The new U.S. uniform, made from recycled plastic water bottles,
features an all-white jersey with a black stripe running down the side of the body through the jersey and shorts. The socks contain a white-to-volt-yellow gradient. Out are the red, white and blue
colors, and a V-neck collar is in.
Two stars stitched above the U.S. Soccer crest represent the USA's two Women's World Cup victories in 1991 and 1999.
For the first time, Nike has also created a pack of women's footwear that includes all four of Nike's cleat types -- Mercurial, Magista, Hypervenom and Tiempo -- in a color combination designed in match the green of the socks.
"The kit and boots feel great," said Wambach in a statement. "If you look good, you are ready to play well, and when I wear this on the pitch, I feel inspired to play well for my country, our team, and the fans."

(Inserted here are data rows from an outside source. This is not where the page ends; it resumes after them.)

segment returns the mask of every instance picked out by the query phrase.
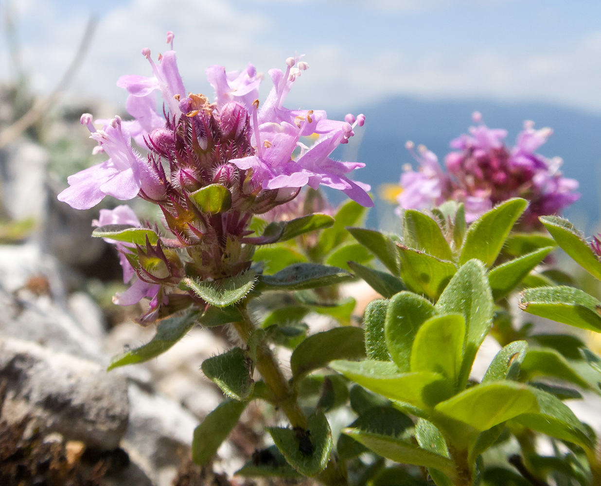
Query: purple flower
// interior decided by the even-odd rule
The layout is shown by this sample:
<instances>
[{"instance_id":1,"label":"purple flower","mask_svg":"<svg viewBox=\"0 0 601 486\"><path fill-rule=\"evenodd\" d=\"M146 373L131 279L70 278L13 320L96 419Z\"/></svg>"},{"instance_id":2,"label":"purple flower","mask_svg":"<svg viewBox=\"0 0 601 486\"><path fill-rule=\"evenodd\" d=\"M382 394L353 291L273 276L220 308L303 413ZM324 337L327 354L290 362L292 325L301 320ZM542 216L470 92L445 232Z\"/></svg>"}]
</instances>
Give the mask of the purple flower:
<instances>
[{"instance_id":1,"label":"purple flower","mask_svg":"<svg viewBox=\"0 0 601 486\"><path fill-rule=\"evenodd\" d=\"M251 171L253 187L276 189L302 187L308 185L317 189L320 184L341 190L349 197L365 206L373 206L367 194L370 186L352 180L344 174L363 167L359 163L332 160L330 154L340 144L348 142L354 135L353 129L362 126L365 117L349 121L329 120L323 111L290 110L283 107L284 100L293 84L302 71L308 68L300 57L286 60L285 73L279 69L269 71L273 88L260 110L252 110L251 142L256 147L254 154L230 162L240 169ZM296 66L296 67L295 67ZM317 141L311 147L300 141L301 136L317 134ZM297 147L300 153L294 160Z\"/></svg>"},{"instance_id":2,"label":"purple flower","mask_svg":"<svg viewBox=\"0 0 601 486\"><path fill-rule=\"evenodd\" d=\"M218 110L230 102L240 103L250 109L258 97L262 77L257 76L257 70L250 62L242 72L226 73L225 67L216 64L209 68L206 74L209 82L215 90Z\"/></svg>"},{"instance_id":3,"label":"purple flower","mask_svg":"<svg viewBox=\"0 0 601 486\"><path fill-rule=\"evenodd\" d=\"M82 115L81 123L90 130L90 138L98 142L95 151L106 152L110 158L70 176L67 180L69 187L58 195L59 201L75 209L89 209L107 195L123 201L132 199L142 186L150 193L160 194L160 181L132 148L129 133L119 117L99 130L94 127L91 115Z\"/></svg>"},{"instance_id":4,"label":"purple flower","mask_svg":"<svg viewBox=\"0 0 601 486\"><path fill-rule=\"evenodd\" d=\"M142 53L150 63L154 76L147 77L126 74L119 78L117 85L124 88L130 96L133 97L146 97L155 90L159 90L163 95L163 100L169 107L171 116L179 115L177 100L179 97L186 96L186 90L177 69L175 52L168 50L159 55L158 65L150 57L150 49L143 49Z\"/></svg>"},{"instance_id":5,"label":"purple flower","mask_svg":"<svg viewBox=\"0 0 601 486\"><path fill-rule=\"evenodd\" d=\"M451 142L456 150L445 157L448 175L433 154L419 161L418 172L403 175L401 207L425 208L454 199L464 203L470 222L502 201L521 197L530 203L520 220L528 229L540 226L538 216L558 214L578 199L578 182L559 171L561 159L535 153L553 133L551 129L535 130L527 121L515 147L509 148L505 130L489 129L477 112L474 120L480 124Z\"/></svg>"},{"instance_id":6,"label":"purple flower","mask_svg":"<svg viewBox=\"0 0 601 486\"><path fill-rule=\"evenodd\" d=\"M107 225L129 225L133 228L142 226L135 213L128 205L121 204L114 209L101 209L98 219L92 222L92 226L102 226ZM160 285L149 284L139 279L133 267L126 257L130 254L130 249L135 245L122 241L116 241L108 238L103 238L107 243L114 245L119 252L119 261L123 270L123 283L131 282L129 288L125 292L117 293L113 297L113 302L118 305L132 305L140 302L144 297L156 299Z\"/></svg>"},{"instance_id":7,"label":"purple flower","mask_svg":"<svg viewBox=\"0 0 601 486\"><path fill-rule=\"evenodd\" d=\"M413 151L412 142L407 142L405 146L419 166L416 171L408 165L404 167L401 175L403 190L397 198L400 207L427 209L441 204L446 199L448 180L438 163L438 157L424 145L418 147L419 155Z\"/></svg>"}]
</instances>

Nice to see our uniforms paying homage to what is truly important - the corporate sponsor - rather than our national colors.
I mean, why use red or blue when "volt yellow" is available. Betsy Ross just wishes colonial Philadelphia had had volt yellow in stock back in her flag making days.

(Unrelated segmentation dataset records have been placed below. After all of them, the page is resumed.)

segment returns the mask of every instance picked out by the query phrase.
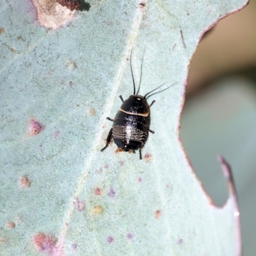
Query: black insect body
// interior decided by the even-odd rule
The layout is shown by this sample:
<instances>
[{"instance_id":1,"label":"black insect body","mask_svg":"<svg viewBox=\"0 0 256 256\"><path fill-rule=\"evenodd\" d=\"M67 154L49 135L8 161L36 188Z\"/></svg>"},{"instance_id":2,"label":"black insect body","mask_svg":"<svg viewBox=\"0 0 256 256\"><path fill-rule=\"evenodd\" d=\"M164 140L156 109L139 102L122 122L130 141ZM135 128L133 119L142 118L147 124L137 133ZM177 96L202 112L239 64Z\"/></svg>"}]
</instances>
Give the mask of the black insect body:
<instances>
[{"instance_id":1,"label":"black insect body","mask_svg":"<svg viewBox=\"0 0 256 256\"><path fill-rule=\"evenodd\" d=\"M101 151L103 151L108 147L113 137L114 142L118 147L117 152L125 151L131 153L133 150L139 149L140 159L141 159L141 148L148 137L148 132L154 133L149 129L150 124L150 108L155 102L155 100L153 100L151 104L148 105L147 102L147 96L161 86L148 92L143 97L138 95L140 86L140 81L139 89L136 93L134 79L131 66L131 55L132 54L131 54L130 65L132 76L134 93L132 95L131 95L125 101L122 95L119 96L123 104L119 108L119 111L117 112L115 119L107 117L107 119L113 122L113 124L108 134L106 147ZM163 90L161 92L163 92Z\"/></svg>"}]
</instances>

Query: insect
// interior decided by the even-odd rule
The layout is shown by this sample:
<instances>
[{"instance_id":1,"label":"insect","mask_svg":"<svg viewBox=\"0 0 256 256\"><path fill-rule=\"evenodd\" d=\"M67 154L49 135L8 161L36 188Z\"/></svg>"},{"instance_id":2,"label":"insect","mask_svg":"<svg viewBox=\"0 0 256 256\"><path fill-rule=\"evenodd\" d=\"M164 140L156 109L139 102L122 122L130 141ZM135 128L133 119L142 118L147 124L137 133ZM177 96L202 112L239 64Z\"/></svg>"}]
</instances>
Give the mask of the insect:
<instances>
[{"instance_id":1,"label":"insect","mask_svg":"<svg viewBox=\"0 0 256 256\"><path fill-rule=\"evenodd\" d=\"M137 92L136 92L134 77L132 68L132 50L131 52L130 67L132 77L133 94L126 100L124 100L122 96L120 95L119 97L123 104L120 107L115 119L107 117L107 119L113 122L113 124L108 134L106 146L101 149L101 151L102 152L108 147L113 137L115 143L118 147L117 152L125 151L131 153L134 150L139 149L140 159L142 159L141 148L148 137L148 132L154 133L153 131L149 129L149 126L150 124L150 108L156 101L153 100L148 105L147 99L156 93L152 95L150 95L150 93L156 91L163 84L148 92L144 97L138 95L141 81L143 57L141 61L139 87ZM169 87L159 92L167 90Z\"/></svg>"}]
</instances>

There is Nothing that says a uniform must be the color of the flag. Italians are historically blue not a color in their flag, and since white is a color of our flag, it does pay homage to the flag. Secondly the kit means nothing. The way they represent their country is what matters....

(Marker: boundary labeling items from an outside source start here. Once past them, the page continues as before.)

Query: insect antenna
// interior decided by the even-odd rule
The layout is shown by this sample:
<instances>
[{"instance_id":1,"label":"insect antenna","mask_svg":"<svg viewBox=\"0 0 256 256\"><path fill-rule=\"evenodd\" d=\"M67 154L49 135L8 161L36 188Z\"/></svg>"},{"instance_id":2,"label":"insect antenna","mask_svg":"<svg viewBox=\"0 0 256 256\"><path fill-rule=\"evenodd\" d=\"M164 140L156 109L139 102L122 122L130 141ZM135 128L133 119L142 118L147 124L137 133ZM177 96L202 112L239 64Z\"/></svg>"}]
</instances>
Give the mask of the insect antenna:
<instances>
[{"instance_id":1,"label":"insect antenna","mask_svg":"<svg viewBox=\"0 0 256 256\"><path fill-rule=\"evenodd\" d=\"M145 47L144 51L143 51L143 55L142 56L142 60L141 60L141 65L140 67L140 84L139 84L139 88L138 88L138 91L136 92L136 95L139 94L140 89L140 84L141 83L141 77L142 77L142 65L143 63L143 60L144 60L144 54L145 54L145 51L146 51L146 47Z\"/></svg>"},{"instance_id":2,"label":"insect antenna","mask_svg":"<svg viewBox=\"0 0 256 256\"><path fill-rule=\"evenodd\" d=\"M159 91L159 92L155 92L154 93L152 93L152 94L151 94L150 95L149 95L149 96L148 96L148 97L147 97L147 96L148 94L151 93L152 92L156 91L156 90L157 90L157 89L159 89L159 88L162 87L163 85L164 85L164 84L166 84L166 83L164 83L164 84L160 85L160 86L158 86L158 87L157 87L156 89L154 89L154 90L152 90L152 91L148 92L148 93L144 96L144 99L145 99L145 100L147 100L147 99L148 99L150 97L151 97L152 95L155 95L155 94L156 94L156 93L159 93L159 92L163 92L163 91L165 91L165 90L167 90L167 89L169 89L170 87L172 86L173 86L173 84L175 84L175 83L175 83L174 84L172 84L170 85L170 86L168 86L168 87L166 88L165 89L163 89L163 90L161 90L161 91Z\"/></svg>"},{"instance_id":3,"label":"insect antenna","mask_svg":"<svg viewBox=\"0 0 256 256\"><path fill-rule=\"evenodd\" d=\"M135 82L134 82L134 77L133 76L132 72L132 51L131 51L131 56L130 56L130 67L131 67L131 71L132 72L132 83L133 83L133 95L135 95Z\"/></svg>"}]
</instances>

Damn, they seem to get new kit 3 or 4 times a year now. And I agree with Victor about the inappropriateness of "volt yellow" in the kit. Linzner's citing of the Italian uniforms is unsupportive of his point, given the tradition behind the colour choice and the decades of use.
To me nothing yells out Murica! like the red and white horizontal stripes in the jersey two years ago. I even twitted US Soccer federation to keep that kid as cultural reference of our one and only home kids, we could have kept the white one as away, and a third kit using any combination or even random colors like yellow or orange who knows. Changing the home uniforms completely and drastically doesn't help to our identity. Argentina has had the vertical light blue straps since 1911. we should adopt one (hopefully the striped one) and stick to it, minor modifications are acceptable every so often though.
i'm disgusted, and ashamed that our National Team has chosen not to use our National Colors! Just another example of commercialism at its worst… I guess Nike is bigger than America! National Pride is so important on the World Stage, and Nike has succeeded in removing our colors from view… You have to wonder how the players feel about their country!?! Are they proud to represent the United States? If not then they shouldn't be on the team. In my opinion this uniform is a blatant and shocking statement of indifference toward the country they should so proudly represent!
Maybe they did the Green as Protest about the Astroturf Fields...At least the little green plastic pieces will blend in with the socks...Holland wears Orange (Flag is Red, White, Blue).. But that is because the Royal Family is "The House of Orange"...Pastor Santiago says it is SACRILEGIOUS for USA Not to wear RED, WHITE and BLUE. ..Come on Sunil !!!! RIDICULOUS!!!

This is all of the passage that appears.